In the middle of accelerated growth of digital credit In Argentina, a bill raised alarm bells in the fintech ecosystem. The initiative, presented in the Chamber of Deputies by Juan Carlos Molina (Unión por la Patria) and accompanied by 14 other legislators from the same bloc, proposes creating a Comprehensive regime for non-financial credit institutions.
In practice, the focus is on actors such as Mercado Pago, Ualá and other platforms that today offer financing quickly, digitally and massively.
The diagnosis behind the project is forceful: credit outside the banking system grew strongly, but with dispersed rules and, in some cases, with practices that affect users.
What does the law seek to change?
The text aims to regulate all credit providers that are not covered by the Financial Entities Law: fintech, mutuals, trusts and consumer finance companies.
This is a sector that is already key for consumption and financial inclusion, especially in segments that do not access the traditional banking system.
According to Molina, “these financing mechanisms have a strong correlation in times of crisis and stagflation, with the consequent loss of purchasing power, which causes nearly 9% of families is in a situation of default”. More recurrently, Argentinians find in these entities a single alternative to face current expenses (food, rent, services) or emergency situations of all kinds.
That is why the project advances along three axes: greater state control, transparency in the cost of credit and user protection from abuse.
Mandatory registration and control of the BCRA
One of the central changes is that All these entities must register in a registry under the orbit of the Central Bank of the Argentine Republic.
The BCRA will play a more active role in the supervision, auditing and control of the sector, deepening a regulatory line that had already begun in recent years.
For fintech companies, this implies a leap: from a more flexible scheme to one with greater regulatory demands.
Rates: limits and end of the “fine print”
One of the most sensitive points of the project is interest rates.
The initiative establishes that:
- Rates may not exceed the limits of the Credit Card Law
- Usury could be set if these limits are exceeded
- It will be mandatory to inform the Total Financial Cost (CFT) complete
This implies a strong change in the way in which credits are communicated today.
Many platforms report nominal rates (TNA or TEA), but not the total cost with commissions and insurance, which generates user confusion.
The project seeks to eliminate that “fine print” and force the real cost to be shown from the beginning.
End of immediate credit: direct impact on fintech
One of the articles that generates the most noise in the sector is the one that prohibits automatic credits without prior evaluation.
That is, the loans would be terminated “in one click.”
The rule establishes that the client’s solvency must be analyzed before granting credit and that the Total debt may not exceed 30% of your income.
This aims to reduce over-indebtedness, a growing problem in high inflation contexts.
But it also has a full impact on the business model of many apps, which base their differential on the speed and almost instant approval.

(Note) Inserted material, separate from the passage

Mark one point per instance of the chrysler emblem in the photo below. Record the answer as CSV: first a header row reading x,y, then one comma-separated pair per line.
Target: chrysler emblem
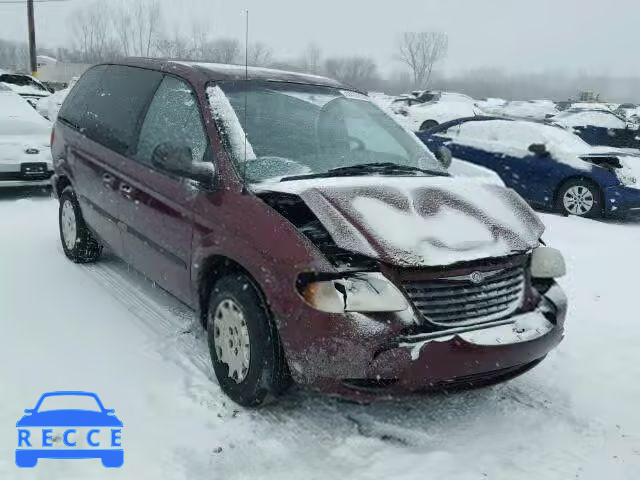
x,y
476,277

Apps under new rules: human attention and more security
The project also introduces specific obligations for digital platforms:
- Customer service with human intervention
- Physical spaces of claim
- Identity validation with biometrics
- Full responsibility for technical failures
The latter is key: if there are errors in the system, payment problems or app crashes, the responsibility will fall exclusively on the company.
In a 100% digital ecosystem, the standard of demand rises.
Collections: limits to harassment
Another relevant chapter is that of extrajudicial collections.
The project establishes strict rules:
- Maximum of two calls per day
- Only between 9 and 18
- It is prohibited to use hidden numbers
- Contacting family members or employers is prohibited
- Threats or judicial simulations prohibited
Additionally, companies will be responsible for the practices of the collection studies they hire.
The measure aims to eradicate aggressive practices that are common in the market today.
Fines, sanctions and risk for the business
The Central Bank of the Argentine Republic will have broad powers to sanction non-compliance:
- Financial fines
- Suspension of operations
- Disqualification of directors
This introduces a specific risk for the fintech sector, which will have to adapt its processes if the law advances.
A debate that has just begun
The project was presented by the opposition and opens a debate that combines regulation, innovation and consumption.
For its authors, the initiative “is part of the State’s obligation to balance consumer relations, correct existing asymmetries and guarantee that access to credit does not become a mechanism of exploitation. As the doctrine has repeatedly maintained, contractual freedom cannot be invoked to legitimize situations of abuse, especially when fundamental rights are compromised.”
Today we have, on the one hand, platforms such as Mercado Pago or Ualá that expanded access to credit and energized the digital economy. And, on the other hand, criticism is growing for high rates, lack of transparency and aggressive collection practices.
In Latin America, the trend is clear: regulate non-bank credit without stopping innovation. Argentina now joins that debate.
The unknown is how it will impact a sector that has become key for millions of users… and that, until now, played with looser rules than the traditional banking system.